Mint is among the world's most widely grown herbs, cultivated on every inhabited continent. Global production centres on three species: Mentha arvensis (field mint, grown primarily in Uttar Pradesh, India and in China, supplying approximately 75% of global menthol for pharmaceutical, confectionery, and personal care applications), Mentha spicata (spearmint, grown in Morocco, Spain, the USA, and the Middle East, supplying culinary mint for North African tea culture and global cooking), and Mentha × piperita (peppermint, grown in the Pacific Northwest of the USA, Oregon and Washington, and in Europe, for confectionery, pharmaceutical, and liqueur flavouring). The four main culinary varieties carry entirely different characters and applications that should not be confused: spearmint (M. spicata) is the culinary archetype: sweetly aromatic, caraway-forward, used in tabbouleh, mint sauce, mojitos, raita, and the majority of cooked mint applications worldwide; peppermint (Mentha × piperita) is menthol-dominant, sharp and cooling, used in confectionery, cocktails, herbal teas, and the classic after-dinner mint; Moroccan mint (M. spicata var. crispa 'Moroccan', sometimes called nana) is a spearmint cultivar with particular sweetness and low bitterness, cultivated specifically for the Maghrebi tea tradition; and field mint (M. arvensis) is the industrial menthol source and the dominant fresh cooking mint across Southeast Asia and China. Pennyroyal (M. pulegium), the ancient Mediterranean species used in kykeon and Roman condiments, is no longer in common culinary use and is not safe for consumption in large quantities.
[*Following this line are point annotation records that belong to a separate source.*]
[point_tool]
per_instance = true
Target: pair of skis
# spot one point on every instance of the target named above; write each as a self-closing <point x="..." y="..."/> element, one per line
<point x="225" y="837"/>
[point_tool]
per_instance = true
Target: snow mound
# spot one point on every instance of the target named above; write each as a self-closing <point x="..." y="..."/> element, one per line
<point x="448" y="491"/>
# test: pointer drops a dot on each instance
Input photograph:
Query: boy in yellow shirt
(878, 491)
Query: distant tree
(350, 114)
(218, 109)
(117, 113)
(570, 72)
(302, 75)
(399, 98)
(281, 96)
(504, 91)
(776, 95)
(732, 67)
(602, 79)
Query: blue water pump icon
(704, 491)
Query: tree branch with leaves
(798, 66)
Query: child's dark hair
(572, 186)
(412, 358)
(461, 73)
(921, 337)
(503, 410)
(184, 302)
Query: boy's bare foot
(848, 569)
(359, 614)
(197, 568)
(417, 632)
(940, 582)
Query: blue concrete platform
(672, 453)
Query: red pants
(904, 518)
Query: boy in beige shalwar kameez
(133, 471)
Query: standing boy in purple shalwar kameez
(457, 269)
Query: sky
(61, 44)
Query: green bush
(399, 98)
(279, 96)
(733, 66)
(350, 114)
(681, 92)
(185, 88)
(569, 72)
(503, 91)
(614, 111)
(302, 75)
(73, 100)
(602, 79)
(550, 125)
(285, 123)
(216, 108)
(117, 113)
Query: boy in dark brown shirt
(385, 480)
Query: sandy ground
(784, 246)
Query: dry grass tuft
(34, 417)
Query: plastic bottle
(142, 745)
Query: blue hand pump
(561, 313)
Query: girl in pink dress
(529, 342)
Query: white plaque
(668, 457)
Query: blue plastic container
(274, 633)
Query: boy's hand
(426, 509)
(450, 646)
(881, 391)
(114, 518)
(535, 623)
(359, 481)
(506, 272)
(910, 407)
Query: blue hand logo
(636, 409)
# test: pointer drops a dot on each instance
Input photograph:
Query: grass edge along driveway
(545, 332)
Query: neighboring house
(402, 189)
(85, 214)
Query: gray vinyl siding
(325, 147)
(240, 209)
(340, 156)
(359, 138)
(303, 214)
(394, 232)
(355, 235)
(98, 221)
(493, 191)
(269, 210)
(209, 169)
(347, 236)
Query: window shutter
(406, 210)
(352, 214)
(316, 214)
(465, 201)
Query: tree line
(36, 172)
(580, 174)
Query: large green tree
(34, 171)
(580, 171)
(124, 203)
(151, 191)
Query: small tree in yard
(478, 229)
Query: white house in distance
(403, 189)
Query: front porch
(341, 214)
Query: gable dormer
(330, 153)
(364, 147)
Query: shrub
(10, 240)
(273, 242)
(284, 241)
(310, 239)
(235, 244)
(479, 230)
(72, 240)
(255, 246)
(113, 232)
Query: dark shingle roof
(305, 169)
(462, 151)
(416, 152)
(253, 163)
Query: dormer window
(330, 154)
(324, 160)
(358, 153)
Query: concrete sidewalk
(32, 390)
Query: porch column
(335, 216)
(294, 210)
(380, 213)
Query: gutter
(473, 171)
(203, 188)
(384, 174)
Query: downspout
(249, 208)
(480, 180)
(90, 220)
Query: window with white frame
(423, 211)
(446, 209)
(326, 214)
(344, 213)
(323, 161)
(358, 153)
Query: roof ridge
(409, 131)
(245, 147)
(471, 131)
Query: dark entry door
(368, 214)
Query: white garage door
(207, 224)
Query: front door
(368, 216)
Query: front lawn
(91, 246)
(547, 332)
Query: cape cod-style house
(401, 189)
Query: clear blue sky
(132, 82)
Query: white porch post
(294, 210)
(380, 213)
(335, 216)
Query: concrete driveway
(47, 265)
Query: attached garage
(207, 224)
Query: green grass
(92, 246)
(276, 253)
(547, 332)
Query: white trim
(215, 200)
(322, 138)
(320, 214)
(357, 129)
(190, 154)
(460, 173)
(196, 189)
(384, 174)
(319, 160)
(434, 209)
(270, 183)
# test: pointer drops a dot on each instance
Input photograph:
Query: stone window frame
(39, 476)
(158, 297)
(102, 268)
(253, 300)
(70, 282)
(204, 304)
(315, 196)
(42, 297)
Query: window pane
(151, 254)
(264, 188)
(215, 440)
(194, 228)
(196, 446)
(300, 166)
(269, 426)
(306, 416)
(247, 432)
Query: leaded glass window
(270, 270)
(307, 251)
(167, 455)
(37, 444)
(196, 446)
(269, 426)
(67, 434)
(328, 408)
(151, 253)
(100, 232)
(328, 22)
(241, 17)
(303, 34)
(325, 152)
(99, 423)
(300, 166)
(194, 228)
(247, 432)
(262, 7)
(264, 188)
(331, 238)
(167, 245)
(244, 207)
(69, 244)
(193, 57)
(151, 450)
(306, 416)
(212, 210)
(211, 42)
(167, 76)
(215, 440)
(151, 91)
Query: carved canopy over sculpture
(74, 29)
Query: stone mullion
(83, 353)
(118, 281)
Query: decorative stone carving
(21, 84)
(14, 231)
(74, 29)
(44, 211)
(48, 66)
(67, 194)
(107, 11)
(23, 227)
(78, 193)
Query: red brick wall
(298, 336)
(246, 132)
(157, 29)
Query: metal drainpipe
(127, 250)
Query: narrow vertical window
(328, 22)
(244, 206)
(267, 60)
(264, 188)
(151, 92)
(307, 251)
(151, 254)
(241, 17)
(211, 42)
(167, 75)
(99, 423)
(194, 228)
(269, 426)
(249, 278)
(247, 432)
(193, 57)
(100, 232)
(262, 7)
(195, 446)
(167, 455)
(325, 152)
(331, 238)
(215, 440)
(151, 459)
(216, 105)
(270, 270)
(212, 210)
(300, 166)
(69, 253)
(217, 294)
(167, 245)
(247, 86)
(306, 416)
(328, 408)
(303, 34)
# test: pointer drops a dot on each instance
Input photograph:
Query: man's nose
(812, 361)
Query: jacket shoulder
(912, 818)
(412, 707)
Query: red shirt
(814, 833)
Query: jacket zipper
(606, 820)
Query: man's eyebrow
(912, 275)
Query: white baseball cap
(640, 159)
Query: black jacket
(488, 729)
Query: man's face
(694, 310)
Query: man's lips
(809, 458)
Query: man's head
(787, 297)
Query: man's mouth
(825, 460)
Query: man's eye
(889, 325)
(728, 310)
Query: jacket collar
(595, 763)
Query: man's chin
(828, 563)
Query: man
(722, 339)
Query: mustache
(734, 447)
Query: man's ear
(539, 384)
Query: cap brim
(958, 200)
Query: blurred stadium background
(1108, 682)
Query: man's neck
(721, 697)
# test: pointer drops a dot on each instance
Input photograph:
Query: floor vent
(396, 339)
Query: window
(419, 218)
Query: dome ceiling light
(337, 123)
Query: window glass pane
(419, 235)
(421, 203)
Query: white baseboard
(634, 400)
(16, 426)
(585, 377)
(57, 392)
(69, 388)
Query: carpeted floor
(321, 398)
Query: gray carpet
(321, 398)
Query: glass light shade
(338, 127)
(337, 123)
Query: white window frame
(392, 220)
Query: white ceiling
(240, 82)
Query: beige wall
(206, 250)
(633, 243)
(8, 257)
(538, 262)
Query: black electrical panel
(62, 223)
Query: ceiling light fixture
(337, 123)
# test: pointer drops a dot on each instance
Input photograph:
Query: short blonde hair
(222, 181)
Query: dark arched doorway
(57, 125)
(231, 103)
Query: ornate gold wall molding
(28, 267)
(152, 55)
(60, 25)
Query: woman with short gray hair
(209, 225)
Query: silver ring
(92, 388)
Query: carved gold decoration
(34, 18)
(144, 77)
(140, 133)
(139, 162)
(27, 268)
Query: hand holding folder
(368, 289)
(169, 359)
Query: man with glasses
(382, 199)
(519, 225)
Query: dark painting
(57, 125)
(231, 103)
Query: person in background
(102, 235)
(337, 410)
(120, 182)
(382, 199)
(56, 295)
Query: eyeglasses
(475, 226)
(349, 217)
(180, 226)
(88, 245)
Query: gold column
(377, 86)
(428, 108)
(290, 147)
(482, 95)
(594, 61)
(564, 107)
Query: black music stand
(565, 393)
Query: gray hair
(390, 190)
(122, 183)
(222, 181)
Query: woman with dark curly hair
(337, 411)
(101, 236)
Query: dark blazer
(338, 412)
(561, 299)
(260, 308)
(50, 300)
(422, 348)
The cultural breadth of mint is unmatched among culinary herbs: it appears in Islam's most widely performed hospitality gesture (Moroccan atay), in America's most ceremonial cocktail (the mint julep), in Lebanon's national salad (tabbouleh), in Vietnamese pho and fresh spring rolls, in British post-dinner confectionery, in Indian street food chutneys, in Persian yogurt dips, and in Greek ritual drinks: a herb that has found a culturally essential role on every inhabited continent.